Mr Lumumba’s remains return to Congo 61 years after his murder.
The tooth was contained in a small blue casket that was handed over to the family during the ceremony.
Prime Minister De Croo spoke of the moral responsibility in the events leading to the politician’s death borne by several Belgian government ministers. The premier said there was no formal evidence to prove that Belgian ministers, diplomats, civil servants or soldiers had any intention of allowing Mr Lumumba to be killed, but they should have realised that moving him to the Congolese region of Katanga endangered his life. “They should have sounded the alert and refused all help in taking Mr Lumumba to his place of execution. They decided not to do so”.

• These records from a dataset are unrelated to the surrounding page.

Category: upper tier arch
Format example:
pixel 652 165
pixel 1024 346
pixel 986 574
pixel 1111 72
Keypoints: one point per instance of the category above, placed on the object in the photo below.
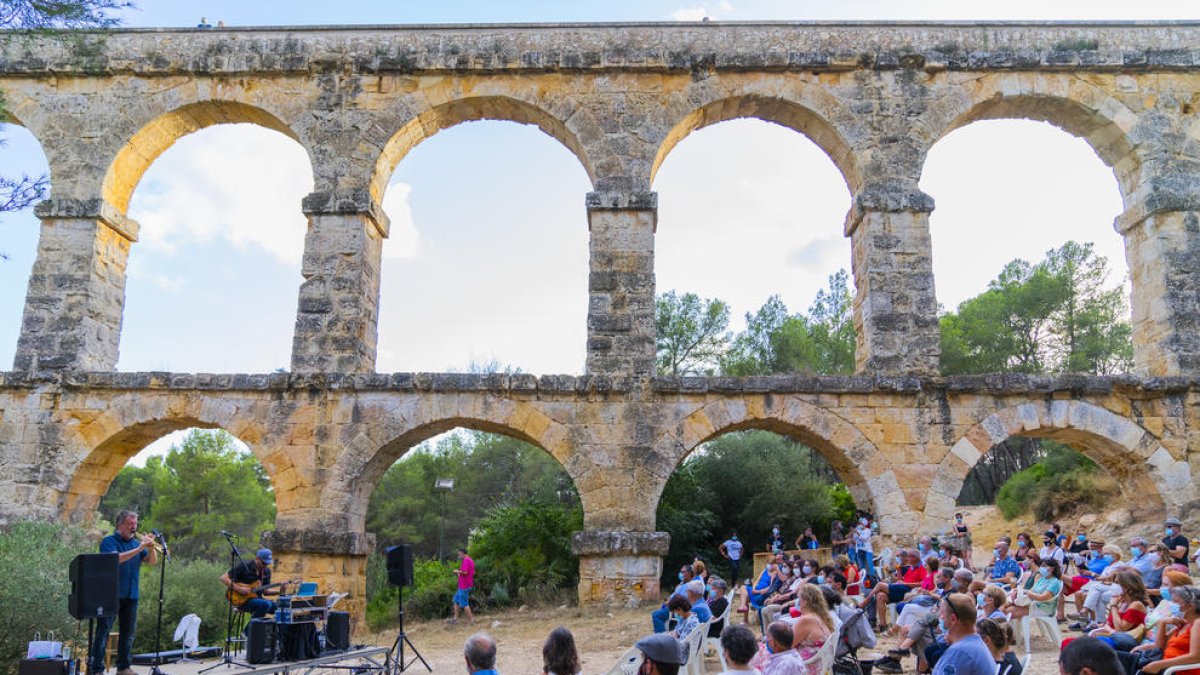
pixel 451 109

Two decades ago following the results of a Belgian parliamentary commission of enquiry the then foreign minister, Louis Michel, voiced regrets for the moral responsibility of government ministers at the time in the events that led to the murder. Mr De Croo today offered an apology on behalf of the Belgian government.
Congolese premier Jean-Michel Sama Lukonde Kyenge said the handover signalled the start of a new relationship between the two countries, while Juliana Lumumba, the murdered premier’s daughter spoke of the many questions that still remained: how, where and when did Mr Lumumba die?
After the ceremony a hearse with Mr Lumumba’s coffin drove to the Congolese embassy in Brussels where a book of condolences is now open.